Güneş enerjisinin yanı sıra rüzgâr enerjisi de kullanılabilecek alternatifler arasında. Şimdilik güneş enerjisinden daha pahalı olsa da artan rekabet ile fiyatların düşeceği öngörülmekte. Yaşadığınız bölgenin ve evin şartlarına göre tercihinizi yapabileceğiniz alternatifler mevcut. Yeni yönetmelikte prosedürler daha da kolaylaştırılmış ve maliyetler geri çekilmiştir. Birçok firma taksitle veya krediyle satın alma imkânı sağlamaktadır. Avustralya gibi ülkeler enerji üretim tesisi kuran bireysel kullanıcılara teşvik vermektedir. Ülkemizin bu konuda daha atılımcı olması ve önyargıların kırılması gerekmektedir.
Bireysel olarak öncelikle tasarrufun önemini kavramamız gerekmektedir. Daha sonra elektrik üretimi sağlayacak sistemleri kullanarak hem kendi hem de ülkemizin bütçesine katkıda bulunmalıyız. Ülkemiz güneş ve rüzgar konusunda iyi durumdadır. Rüzgâr ve güneş en temiz enerji üretme aracı olarak sürekli bizimle. Bu avantajı kendi lehimize çevirmek hepimiz için öncelikli hedef olmalıdır.
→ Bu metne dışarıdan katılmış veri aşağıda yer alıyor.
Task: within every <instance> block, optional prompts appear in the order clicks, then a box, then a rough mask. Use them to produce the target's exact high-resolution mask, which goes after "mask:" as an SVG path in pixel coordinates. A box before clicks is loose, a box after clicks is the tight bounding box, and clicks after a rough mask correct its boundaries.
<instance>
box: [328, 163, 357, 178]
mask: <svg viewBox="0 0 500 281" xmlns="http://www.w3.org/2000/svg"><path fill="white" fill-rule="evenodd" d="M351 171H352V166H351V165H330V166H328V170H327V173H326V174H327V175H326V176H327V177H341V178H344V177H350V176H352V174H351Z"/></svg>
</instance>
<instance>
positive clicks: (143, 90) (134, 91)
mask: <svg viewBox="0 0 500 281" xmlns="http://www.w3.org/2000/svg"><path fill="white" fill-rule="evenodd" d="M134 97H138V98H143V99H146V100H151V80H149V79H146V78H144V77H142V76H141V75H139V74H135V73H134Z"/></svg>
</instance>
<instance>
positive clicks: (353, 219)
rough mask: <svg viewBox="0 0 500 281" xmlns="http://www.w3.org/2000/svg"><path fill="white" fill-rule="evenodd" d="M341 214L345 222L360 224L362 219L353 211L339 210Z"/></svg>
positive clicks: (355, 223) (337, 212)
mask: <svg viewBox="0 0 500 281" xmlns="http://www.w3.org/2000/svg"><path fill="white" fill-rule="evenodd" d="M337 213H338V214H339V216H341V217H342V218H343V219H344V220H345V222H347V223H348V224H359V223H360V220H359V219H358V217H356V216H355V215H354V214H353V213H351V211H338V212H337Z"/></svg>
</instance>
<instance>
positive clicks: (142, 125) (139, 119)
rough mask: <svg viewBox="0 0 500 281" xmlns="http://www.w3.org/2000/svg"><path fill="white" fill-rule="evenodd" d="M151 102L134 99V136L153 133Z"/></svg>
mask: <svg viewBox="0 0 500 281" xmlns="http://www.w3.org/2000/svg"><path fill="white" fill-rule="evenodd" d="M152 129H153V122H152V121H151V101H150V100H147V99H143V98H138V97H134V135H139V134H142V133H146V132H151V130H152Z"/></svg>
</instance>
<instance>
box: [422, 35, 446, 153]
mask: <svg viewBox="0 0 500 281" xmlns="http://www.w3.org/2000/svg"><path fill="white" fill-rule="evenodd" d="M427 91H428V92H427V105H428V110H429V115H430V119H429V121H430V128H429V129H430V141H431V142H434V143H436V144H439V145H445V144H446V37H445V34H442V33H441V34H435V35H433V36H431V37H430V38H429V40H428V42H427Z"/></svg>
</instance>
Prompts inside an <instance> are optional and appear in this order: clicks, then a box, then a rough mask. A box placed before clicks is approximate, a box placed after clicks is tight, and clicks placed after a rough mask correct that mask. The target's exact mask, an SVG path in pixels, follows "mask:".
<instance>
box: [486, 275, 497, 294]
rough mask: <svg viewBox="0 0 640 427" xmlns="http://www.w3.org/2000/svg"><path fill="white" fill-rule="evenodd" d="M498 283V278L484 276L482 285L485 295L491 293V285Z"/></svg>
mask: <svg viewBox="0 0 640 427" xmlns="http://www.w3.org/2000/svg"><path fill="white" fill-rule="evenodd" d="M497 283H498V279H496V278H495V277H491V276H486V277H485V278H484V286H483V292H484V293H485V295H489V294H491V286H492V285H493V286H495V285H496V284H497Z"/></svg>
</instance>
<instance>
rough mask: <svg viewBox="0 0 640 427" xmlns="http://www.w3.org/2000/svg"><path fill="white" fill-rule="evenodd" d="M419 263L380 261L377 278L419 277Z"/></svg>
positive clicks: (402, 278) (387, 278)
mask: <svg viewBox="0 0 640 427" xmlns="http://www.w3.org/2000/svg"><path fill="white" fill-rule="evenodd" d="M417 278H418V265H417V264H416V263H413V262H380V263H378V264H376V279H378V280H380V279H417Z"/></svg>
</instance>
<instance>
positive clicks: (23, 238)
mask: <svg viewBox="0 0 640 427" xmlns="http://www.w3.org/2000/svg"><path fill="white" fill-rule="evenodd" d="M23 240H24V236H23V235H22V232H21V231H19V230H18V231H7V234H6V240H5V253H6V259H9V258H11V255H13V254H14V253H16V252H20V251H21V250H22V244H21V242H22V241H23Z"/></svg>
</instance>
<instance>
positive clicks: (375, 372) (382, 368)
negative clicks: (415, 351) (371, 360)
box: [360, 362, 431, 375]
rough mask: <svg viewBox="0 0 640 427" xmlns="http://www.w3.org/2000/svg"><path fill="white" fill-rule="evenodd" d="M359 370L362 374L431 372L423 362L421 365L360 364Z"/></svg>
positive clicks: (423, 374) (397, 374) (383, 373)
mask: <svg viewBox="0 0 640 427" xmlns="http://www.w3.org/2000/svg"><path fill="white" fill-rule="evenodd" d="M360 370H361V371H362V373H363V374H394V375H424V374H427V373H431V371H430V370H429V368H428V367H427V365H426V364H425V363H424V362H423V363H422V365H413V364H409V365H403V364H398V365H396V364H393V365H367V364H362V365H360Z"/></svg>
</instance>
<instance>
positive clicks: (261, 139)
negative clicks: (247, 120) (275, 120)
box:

Bireysel veya tüm apartman veya site olarak her türlü enerji tasarrufu ve üretimi çabası hepimizin desteklemekle mükellef olduğu toplumsal görevlerimizdendir. Enerji üretiminin çevresel etkileri düşünüldüğünde bu çevreci elektrik üretim biçimlerinin önemi bir kez daha görülmektedir. Daha temiz ve daha güçlü Türkiye için artık sorumluluk alma zamanı.